Currently we might call into filesystem or pager code when completing a
non-dump CCB, which typically results in assertion failures or
deadlocks when dumping. D4647 attempted to handle this with a dedicated
CAM doneq, but as was pointed out in the review, that solution may cause
us to fail to unfreeze the device after an error. Try to handle the
problem a different way: filter non-dump CCBs in xpt_done_process(), and
attempt to unfreeze the devq after an error if we're running after a
panic. Stash non-dump CCBs on a list so that they can be inspected
during a debugging session.
Details
pho@ confirmed that the patch resolved one reproducible instance of
the problem.
Diff Detail
- Lint
Lint Passed - Unit
No Test Coverage - Build Status
Buildable 16881 Build 16758: arc lint + arc unit
Event Timeline
sys/cam/cam_xpt.c | ||
---|---|---|
5489 | dumping || SCHEDULER_STOPPED() is what we use elsewhere in cam_xpt.c to do the polling for the dump. We do this so that we can break to the debugger and call doadump(). In that case, dumping is true, but SCHEDULER_STOPPED() isn't. As such, I think the right test here is just 'dumping'. I'm racking my brains, and having trouble recalling when SCHEDULER_STOPPED would be true w/o dumping being true, but the comment says shutdown_post_sync() callback which I think we do things like idle the drive so that (some?) SSDs flush their SMART data because this is a clean shutdown. If you have && here, those callbacks don't get called... I need to study more to see if this is an issue or not. |
sys/cam/cam_xpt.c | ||
---|---|---|
5489 | Also, do you want the callbacks called from call to 'doadump'? |
sys/cam/cam_xpt.c | ||
---|---|---|
5489 | I don't think we want to execute this code if someone breaks into the debugger and calls doadump directly. Suppose a non-dump CCB gets stashed in the stailq in that case. After we leave the debugger, that CCB will never be completed and the system will likely hang. Either way, calling doadump from the debugger before a panic is fundamentally less reliable than dumping after a panic, and I'm really only trying to improve the latter case. That was my rationale for using &&. I don't quite follow the comment about post_sync callbacks. They are invoked before doadump() is called, so I don't see how the && affects them in any way. |
sys/cam/cam_xpt.c | ||
---|---|---|
5489 | You'll need to update the comment then. Say specifically, we aren't stopping the calls during a manual dump, and this only stops the calls after we've paniced and started the actual dump. post_sync_callbacks will run with this change, which we need them to. They will run with polling, but that still goes through this callback... |
So I'm still uneasy about this.
Why are we doing this at the lowest levels? Some of the CCBs that might be completed are for components that are fine during a dump. This is an upper layer problem, not a CAM problem. Wouldn't it make more sense to do this in biodone or bufdone? That way we don't have to worry about tagging every last little thing with CAM_CCB_DUMP that needs it. Since we're doing the dump, that won't go through the upper layers at all. If we put the block at the entry to geom, or the exit from geom, that would accomplish the same thing.

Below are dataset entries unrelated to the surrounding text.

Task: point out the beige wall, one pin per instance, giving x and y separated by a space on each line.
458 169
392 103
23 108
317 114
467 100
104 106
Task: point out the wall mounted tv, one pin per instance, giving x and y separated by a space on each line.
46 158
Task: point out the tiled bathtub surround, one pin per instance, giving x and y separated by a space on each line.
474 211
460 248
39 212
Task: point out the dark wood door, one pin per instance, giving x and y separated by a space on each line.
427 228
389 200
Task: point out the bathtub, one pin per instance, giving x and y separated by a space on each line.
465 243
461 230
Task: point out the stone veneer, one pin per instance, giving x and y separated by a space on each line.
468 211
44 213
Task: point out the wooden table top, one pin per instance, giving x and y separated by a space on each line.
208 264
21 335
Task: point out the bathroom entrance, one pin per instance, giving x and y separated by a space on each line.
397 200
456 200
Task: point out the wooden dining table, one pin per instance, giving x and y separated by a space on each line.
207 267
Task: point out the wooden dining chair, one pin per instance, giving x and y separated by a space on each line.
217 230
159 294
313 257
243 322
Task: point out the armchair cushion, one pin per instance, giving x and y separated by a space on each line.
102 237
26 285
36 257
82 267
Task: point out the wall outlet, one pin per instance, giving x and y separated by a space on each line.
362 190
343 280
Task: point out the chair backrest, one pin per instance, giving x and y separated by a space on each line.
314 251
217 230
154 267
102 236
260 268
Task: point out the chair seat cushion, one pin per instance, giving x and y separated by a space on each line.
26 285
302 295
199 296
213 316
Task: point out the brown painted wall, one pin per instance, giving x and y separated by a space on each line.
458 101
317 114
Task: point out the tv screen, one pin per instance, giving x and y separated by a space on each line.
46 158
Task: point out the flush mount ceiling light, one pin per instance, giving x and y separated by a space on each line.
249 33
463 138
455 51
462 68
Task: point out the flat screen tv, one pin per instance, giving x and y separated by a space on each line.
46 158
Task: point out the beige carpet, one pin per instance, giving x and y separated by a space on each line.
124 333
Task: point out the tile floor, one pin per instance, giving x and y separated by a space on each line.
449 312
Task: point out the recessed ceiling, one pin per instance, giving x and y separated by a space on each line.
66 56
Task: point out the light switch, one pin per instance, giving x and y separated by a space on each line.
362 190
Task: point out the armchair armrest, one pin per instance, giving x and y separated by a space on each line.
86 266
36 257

Tagging things with CAM_CCB_DUMP means that this new mechanism is opt-in, so it's helping minimize the amount of code that might be executed in a panic+dump context. I don't really agree with the notion that tagging things with CAM_CCB_DUMP is arduous; all I had to do was look at adadump(), dadump() and ndadump(). Your suggestion means that kernel code has to opt out instead. So for example, cam_iosched_bio_done() has to work in panic context. It does now, but there's no way to enforce that constraint, so if that stops being true in the future we'll have a new failure mode. I think we end up playing whack-a-mole either way.
I'll grant that biodone() is a fairly central routine and that moving the check there is probably good enough to address 99% of the problems, so I'm ok with making that compromise if you still prefer.
I can't say that I like it, but it makes sense to me.
Proposed biodone() to me sounds like too high level to handle this, since GEOM transformations can be complicated enough to corrupt the system state. Plus some code like ZFS may not use it at all.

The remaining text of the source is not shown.